In deze zaak, die voor het Gerechtshof 's-Hertogenbosch werd behandeld, betreft het een hoger beroep in een civiele procedure over de afrekening van een samenwerking tussen twee horecaondernemers. De zaak is een vervolg op eerdere tussenarresten van het hof, waarin de voorwaarden voor de afrekening zijn vastgesteld. De appellanten, [appellant] en [appellante], hebben samen met de geïntimeerden, [geïntimeerde 1] en [geïntimeerde 2], een horecaonderneming geëxploiteerd. Na beëindiging van de samenwerking ontstond er een geschil over de wijze van afrekening, waarbij beide partijen verschillende waarderingen en methoden voorstelden.
Het hof heeft in eerdere arresten geoordeeld dat de afrekening niet kan plaatsvinden op basis van liquidatie conform het v.o.f.-contract, omdat de geïntimeerden de onderneming onder dezelfde naam en met dezelfde inventaris hebben voortgezet. Het hof heeft partijen in staat gesteld om een eindafrekening op te stellen, maar zij zijn er niet in geslaagd om tot een gezamenlijke oplossing te komen. Het hof heeft vervolgens de partijen in de gelegenheid gesteld om hun eindafrekeningen afzonderlijk in te dienen, waarbij de appellanten een hogere voortzettingswaarde claimden dan de geïntimeerden.

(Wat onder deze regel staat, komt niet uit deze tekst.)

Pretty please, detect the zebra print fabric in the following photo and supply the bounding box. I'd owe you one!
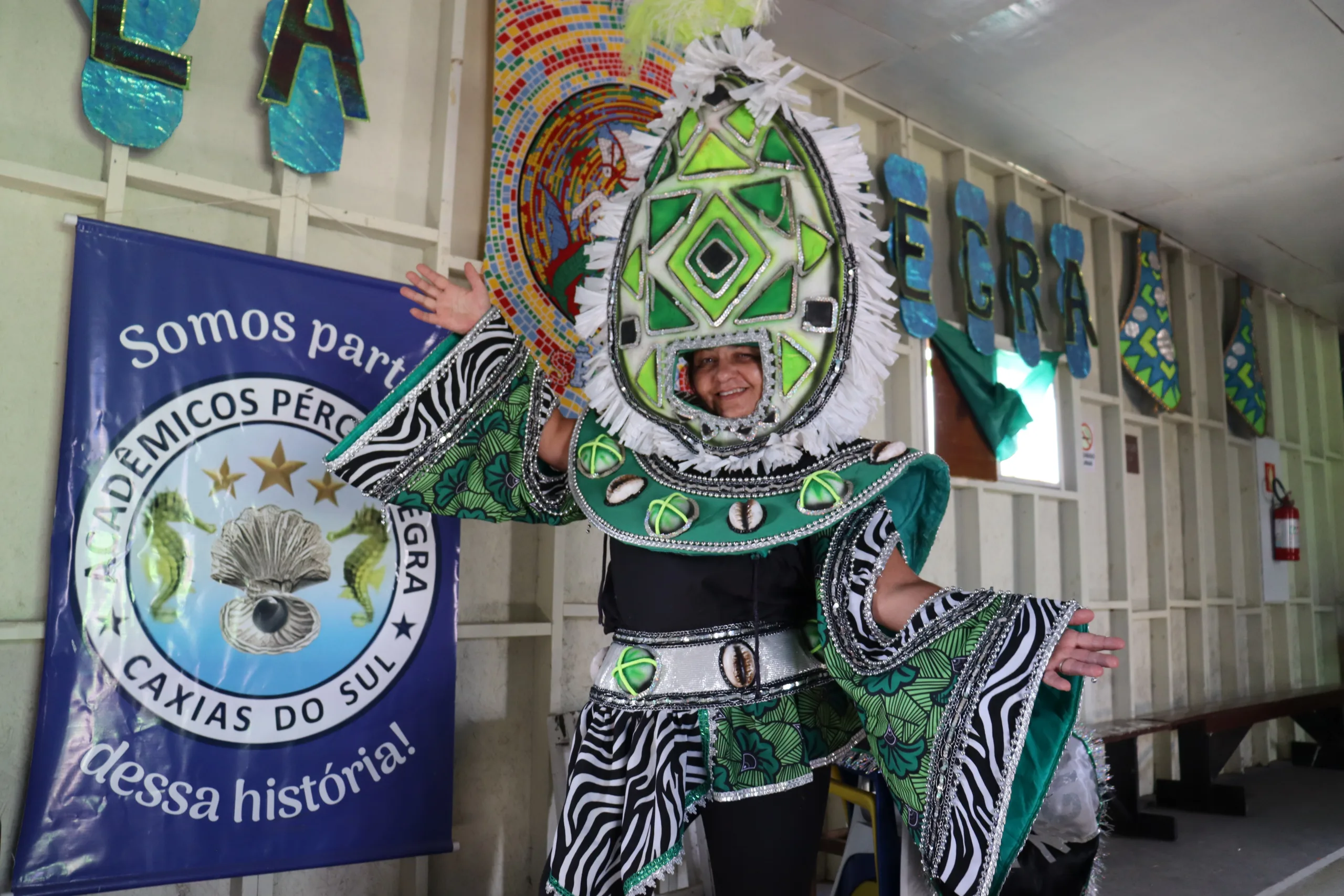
[545,702,712,896]
[331,309,527,501]
[923,595,1078,896]
[826,500,984,674]
[823,501,1078,896]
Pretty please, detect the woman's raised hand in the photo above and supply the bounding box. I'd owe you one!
[402,263,490,334]
[1040,608,1125,690]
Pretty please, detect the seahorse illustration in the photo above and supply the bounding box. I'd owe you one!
[141,490,215,622]
[327,507,387,626]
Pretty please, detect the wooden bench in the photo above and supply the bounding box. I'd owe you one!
[1097,685,1344,840]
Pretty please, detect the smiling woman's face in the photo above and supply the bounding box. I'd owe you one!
[691,345,762,418]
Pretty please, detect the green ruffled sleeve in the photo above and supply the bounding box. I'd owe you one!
[327,310,581,525]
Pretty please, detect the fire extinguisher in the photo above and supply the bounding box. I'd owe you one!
[1270,477,1303,560]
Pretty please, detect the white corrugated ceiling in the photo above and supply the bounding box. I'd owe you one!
[766,0,1344,322]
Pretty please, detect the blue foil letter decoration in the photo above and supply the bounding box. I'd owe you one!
[1119,227,1180,411]
[881,156,938,339]
[79,0,200,149]
[953,180,994,356]
[1049,224,1096,380]
[1004,203,1044,367]
[258,0,368,175]
[1223,277,1266,435]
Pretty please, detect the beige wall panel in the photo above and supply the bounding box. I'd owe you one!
[131,3,278,189]
[443,637,548,896]
[0,3,102,178]
[980,492,1011,589]
[1066,402,1107,603]
[1116,426,1150,610]
[304,227,437,282]
[121,189,266,255]
[312,0,447,224]
[0,189,93,619]
[271,860,401,896]
[561,618,612,712]
[1032,498,1078,600]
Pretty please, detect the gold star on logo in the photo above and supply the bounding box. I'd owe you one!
[308,470,345,507]
[200,457,247,498]
[251,442,308,494]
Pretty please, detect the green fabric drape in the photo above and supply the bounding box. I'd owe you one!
[933,321,1059,461]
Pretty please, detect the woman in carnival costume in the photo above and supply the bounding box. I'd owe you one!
[328,4,1124,896]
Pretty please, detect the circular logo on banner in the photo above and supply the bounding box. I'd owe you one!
[74,376,438,744]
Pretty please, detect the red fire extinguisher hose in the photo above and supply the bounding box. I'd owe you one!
[1270,477,1303,560]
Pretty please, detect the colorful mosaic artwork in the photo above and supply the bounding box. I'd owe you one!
[485,0,680,413]
[1003,203,1040,367]
[954,180,994,355]
[1119,227,1180,411]
[881,156,938,339]
[1049,224,1097,380]
[519,85,663,321]
[1223,277,1266,435]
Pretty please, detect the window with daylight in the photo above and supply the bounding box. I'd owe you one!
[994,351,1060,485]
[923,343,1062,485]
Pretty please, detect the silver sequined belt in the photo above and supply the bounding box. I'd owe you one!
[590,623,826,709]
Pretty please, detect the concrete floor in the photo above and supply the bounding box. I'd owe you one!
[1101,762,1344,896]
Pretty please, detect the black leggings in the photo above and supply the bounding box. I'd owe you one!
[700,767,831,896]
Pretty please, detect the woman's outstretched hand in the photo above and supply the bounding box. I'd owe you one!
[402,263,490,336]
[1040,610,1125,690]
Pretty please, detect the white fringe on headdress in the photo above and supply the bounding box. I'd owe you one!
[575,28,900,473]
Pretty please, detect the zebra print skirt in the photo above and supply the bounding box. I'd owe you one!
[547,682,863,896]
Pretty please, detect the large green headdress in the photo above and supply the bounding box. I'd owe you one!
[576,28,897,470]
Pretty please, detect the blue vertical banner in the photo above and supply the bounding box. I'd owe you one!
[14,220,458,894]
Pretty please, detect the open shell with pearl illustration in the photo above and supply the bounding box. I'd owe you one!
[209,504,331,654]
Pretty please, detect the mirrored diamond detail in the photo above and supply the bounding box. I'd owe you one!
[667,194,770,326]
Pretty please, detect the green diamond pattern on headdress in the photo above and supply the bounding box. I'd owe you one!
[737,265,797,325]
[644,144,675,188]
[668,194,770,326]
[612,648,658,697]
[649,189,700,251]
[799,470,854,513]
[780,336,817,396]
[607,74,852,451]
[634,351,663,407]
[578,433,625,478]
[676,111,700,153]
[759,128,802,168]
[621,246,644,298]
[648,279,695,333]
[687,220,747,296]
[732,177,793,236]
[644,492,699,539]
[723,105,759,146]
[681,130,755,177]
[799,220,835,274]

In de einduitspraak heeft het hof geconcludeerd dat er geen sprake is van een duidelijke regeling in de overeenkomst over de afrekening bij beëindiging van de samenwerking. Het hof heeft de partijen in staat gesteld om gezamenlijk een definitieve eindafrekening op te stellen, en als dat niet lukt, zal een accountant worden benoemd om de nodige berekeningen te maken. Het hof heeft verder iedere verdere beslissing aangehouden, in afwachting van de uitkomsten van de voorgestelde eindafrekeningen.